The paper “Self-Harness: Harnesses That Improve Themselves” makes a sharp claim: if a harness shapes agent behavior so strongly, then an advanced agent should not only operate inside a harness. It should help improve that harness from its own failure traces.

That sounds recursive, but the paper keeps it grounded. The agent does not become a magical self-improving being. It gets a disciplined loop:

run tasks and collect verifiable failures;
mine those failures for recurring weaknesses;
propose small harness changes tied to those weaknesses;
accept only the changes that survive regression tests.

That is the useful idea: self-improvement as engineering evidence, not self-improvement as vibes.

What the paper means by “harness”

A harness is the operating layer between the base model and the environment.

In a coding agent, that includes things like:

how the model is instructed to inspect files;
which tools it can call;
whether it checks artifacts before reporting success;
how it handles failed commands;
when it should stop exploring and start implementing;
how it preserves state across shell calls;
whether it can delegate work to subagents.

This matters because many agent failures are not pure intelligence failures. A model may be smart enough to solve the problem, but the harness lets it drift: it loops on bad commands, forgets to create the required file, loses environment variables, reports success without verification, or spends too long exploring.

In those cases, asking only for a stronger model misses the point. The surrounding machinery is part of the agent's mind.

The Self-Harness loop

The paper proposes a three-stage loop.

1. Weakness Mining

The agent runs under its current harness on tasks with verifiable outcomes. Failed execution traces are collected and clustered.

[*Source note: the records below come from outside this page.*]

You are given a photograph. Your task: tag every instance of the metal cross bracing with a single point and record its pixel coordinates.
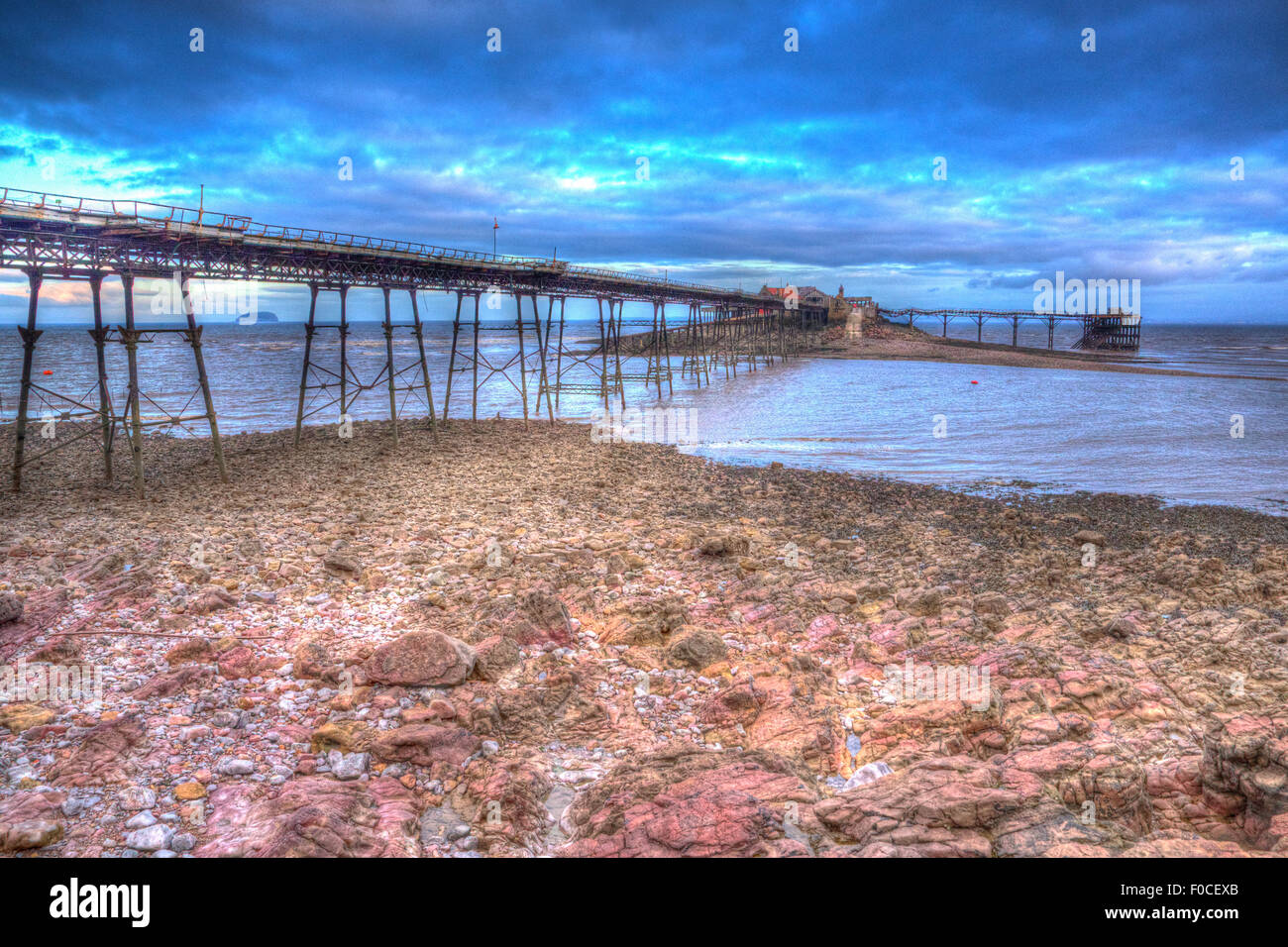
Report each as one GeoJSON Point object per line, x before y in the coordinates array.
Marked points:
{"type": "Point", "coordinates": [340, 386]}
{"type": "Point", "coordinates": [528, 357]}
{"type": "Point", "coordinates": [59, 237]}
{"type": "Point", "coordinates": [130, 416]}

The important detail is that the system does not ask, “Why did this one task fail?” It asks, “What failure pattern keeps appearing for this model under this harness?”

That shift matters. A single bad trace may be noise. A repeated pattern is a design signal.

2. Harness Proposal

The same target agent then proposes candidate harness edits.

The paper constrains these edits to be diverse but minimal. Each proposal should connect to a concrete failure mechanism. This prevents the common failure mode of self-improvement systems: adding a giant generic instruction blob that sounds wise but does not actually change behavior.

A good proposal looks like: “This model repeatedly forgets to produce the required artifact after tool errors; add an artifact-existence check before final answer.”

Not: “Be more careful and do better.”

3. Proposal Validation

Candidate edits are tested. A change is promoted only if it improves performance without measurable regression on held-out tasks.

This is the safety valve. The agent may be allowed to suggest changes to its own operating environment, but it is not allowed to trust its own suggestion just because it sounds plausible.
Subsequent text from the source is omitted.